The second “Untitled” track is presented on the white side of this zebra-colored black-and-white cassette, and this one is somewhat similar to the first although the texturing is not quite as heavy or overbearing. The background of this wall features a blown-out wall that’s not quite a bassy rumble; it’s more like standing a distance away from a plane’s jet engine, hearing all of the sound without the vibration. It’s quite nice to get lost in, and you can hear subtle variation in its sound by listening closely. At the forefront of the wall is a similar static texture to the first track except this one’s even more minute, a thin layer of crackle that is spaced apart in a way that emphasizes the delicacy of the texture. Again, this one sticks quite stolidly to its sound for the forty minutes, with subtle change within the wall but nothing immediately apparent.

This is a great release from Black Matter Phantasm and Hallucination Tapes that emphasizes the ambient nature of the project’s walls. I’m particularly partial to Side B’s wall, with a very intense attention to minute details. With this tape clocking in at 80 minutes, listeners will certainly get their money’s worth of wall from a master carpenter.

The HNW Quartet – The HNW Quartet (C40, Hallucination Tapes)

harsh noise wall, Noise, Review

The HNW Quartet is an interesting experiment combining four acts to form a supergroup of harsh noise wall artists. Sumbru (Julien Skrobek), Kune de Lisch (AKA Chibre),PsôM, and Black Matter Phantasm (Joseph Szymkowiak) all join forces for a collaboration of sound across two side-long walls, with both stretching the 20 minute mark. For noise, this is an intriguing combination – collaborations often involve two artists, but rarely a quartet such as this.

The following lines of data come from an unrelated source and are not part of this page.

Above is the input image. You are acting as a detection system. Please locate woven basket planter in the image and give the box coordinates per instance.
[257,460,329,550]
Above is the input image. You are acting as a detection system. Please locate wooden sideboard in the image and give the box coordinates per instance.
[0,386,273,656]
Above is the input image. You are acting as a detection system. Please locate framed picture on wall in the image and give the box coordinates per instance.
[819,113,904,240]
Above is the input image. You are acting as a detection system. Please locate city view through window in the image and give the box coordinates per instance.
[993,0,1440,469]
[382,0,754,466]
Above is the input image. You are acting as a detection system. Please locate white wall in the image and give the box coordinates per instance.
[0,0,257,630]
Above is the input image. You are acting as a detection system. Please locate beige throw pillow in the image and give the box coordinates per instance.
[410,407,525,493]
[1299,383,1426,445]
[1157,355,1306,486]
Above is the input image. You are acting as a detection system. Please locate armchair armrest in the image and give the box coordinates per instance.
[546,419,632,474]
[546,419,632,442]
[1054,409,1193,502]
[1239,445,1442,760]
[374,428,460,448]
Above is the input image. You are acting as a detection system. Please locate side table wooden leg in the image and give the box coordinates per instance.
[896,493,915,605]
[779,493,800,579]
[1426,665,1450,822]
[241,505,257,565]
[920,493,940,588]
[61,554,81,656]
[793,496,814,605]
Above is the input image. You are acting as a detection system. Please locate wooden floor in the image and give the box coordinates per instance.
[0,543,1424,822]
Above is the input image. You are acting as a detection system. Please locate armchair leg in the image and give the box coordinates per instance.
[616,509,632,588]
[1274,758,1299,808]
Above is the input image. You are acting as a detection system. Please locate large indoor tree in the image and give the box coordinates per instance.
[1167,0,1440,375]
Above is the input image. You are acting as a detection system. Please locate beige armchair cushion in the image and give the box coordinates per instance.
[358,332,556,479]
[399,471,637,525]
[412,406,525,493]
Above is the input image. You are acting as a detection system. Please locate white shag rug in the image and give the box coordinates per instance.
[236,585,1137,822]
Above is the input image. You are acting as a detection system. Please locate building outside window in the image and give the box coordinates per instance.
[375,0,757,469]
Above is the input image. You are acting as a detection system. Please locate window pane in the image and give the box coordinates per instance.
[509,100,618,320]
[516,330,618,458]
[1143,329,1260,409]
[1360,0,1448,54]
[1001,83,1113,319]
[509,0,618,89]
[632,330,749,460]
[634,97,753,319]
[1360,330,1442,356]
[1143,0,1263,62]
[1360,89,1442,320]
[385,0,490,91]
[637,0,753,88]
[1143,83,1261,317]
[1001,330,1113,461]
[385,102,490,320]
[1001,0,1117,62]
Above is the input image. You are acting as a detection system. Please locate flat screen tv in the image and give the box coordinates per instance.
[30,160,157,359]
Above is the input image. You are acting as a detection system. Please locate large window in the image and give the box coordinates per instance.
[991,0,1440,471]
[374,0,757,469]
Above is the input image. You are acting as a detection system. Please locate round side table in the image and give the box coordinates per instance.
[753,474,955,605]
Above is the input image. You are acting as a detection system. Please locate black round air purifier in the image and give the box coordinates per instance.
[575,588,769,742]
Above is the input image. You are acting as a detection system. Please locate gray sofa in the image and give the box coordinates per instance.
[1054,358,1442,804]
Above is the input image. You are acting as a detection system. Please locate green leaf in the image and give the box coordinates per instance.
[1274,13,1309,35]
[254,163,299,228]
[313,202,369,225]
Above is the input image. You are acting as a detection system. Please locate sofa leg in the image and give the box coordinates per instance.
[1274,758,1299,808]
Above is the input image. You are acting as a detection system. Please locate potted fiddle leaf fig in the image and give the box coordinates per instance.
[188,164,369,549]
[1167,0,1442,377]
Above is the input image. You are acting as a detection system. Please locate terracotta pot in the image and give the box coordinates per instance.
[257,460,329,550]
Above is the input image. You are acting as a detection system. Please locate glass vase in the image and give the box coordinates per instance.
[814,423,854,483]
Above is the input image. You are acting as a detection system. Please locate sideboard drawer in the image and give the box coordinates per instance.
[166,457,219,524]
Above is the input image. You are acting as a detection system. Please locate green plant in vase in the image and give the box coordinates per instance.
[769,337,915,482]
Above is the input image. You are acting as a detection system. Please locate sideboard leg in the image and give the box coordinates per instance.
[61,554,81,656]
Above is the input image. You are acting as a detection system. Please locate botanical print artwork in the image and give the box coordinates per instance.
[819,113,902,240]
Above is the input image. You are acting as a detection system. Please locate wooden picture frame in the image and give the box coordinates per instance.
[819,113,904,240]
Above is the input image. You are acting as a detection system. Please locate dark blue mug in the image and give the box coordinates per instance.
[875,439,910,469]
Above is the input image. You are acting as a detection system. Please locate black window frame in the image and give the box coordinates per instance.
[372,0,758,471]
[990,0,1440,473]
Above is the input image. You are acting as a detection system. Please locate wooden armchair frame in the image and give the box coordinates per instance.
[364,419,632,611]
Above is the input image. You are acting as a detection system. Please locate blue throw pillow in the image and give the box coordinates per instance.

The first thing that surprises most about The HNW Quartet is the relative minimalism of the two compositions. With four artists working together, I confess I was expecting something a bit louder and harsher than what is delivered. I don’t mean that negatively, though; The HNW Quartet sits more comfortably in the ambient noise wall sub-genre than anything harsher, and it’s impressive that the artists are able to keep things so fluid and controlled throughout the tracks.

Side A is simply known as “Part 1”, clocking in at 20 minutes. This wall is a fairly unchanging slab of sound with some distinct layers, and it’s the most minimalistic of these two tracks. Surprisingly, all artists are working with very subtle sounds here; there’s a solid bass rumble in the background holding the wall together, a subtle crackle underneath that which is only present with careful attention, a hissing static at the forefront, and, most noticeable, a squealing judder that contains most of this track’s most hypnotic moments. There’s a lot to like and focus on in “Part 1,” from that deep bass shudder – adding just a small amount of space – to the interplay between the hissing and the squeals. The squealing is the loosest, where the semblance of variation can take shape. It’s interesting to hear how stoic each player in this quartet remains.

“Part 2” takes up the full length of side B, and it’s another relatively locked-in wall of sound. Here, the textures are a little harsher, the layers even more noticeable. In the background, there’s a nice multifaceted bass pattern that adds of lot of variation to the tone. On top of that, there’s a hissing, distant crackle that’s not quite static – it’s a very interesting texture, one that’s difficult to describe. Along with that, at about the same volume, is a fly-like buzzing sound that carries with it a different repetitive pattern that sometimes changes pitch. All told, the layers on “Part 2” are fascinating, both as a whole and when one focuses on the minutiae of the sounds.

The HNW Quartet is a great culmination of some excellent HNW artists, and so it should come as no surprise that both tracks, featuring all four players, are expertly crafted and layered. This release is enriching and complex, with enough textural hook to keep listeners engaged.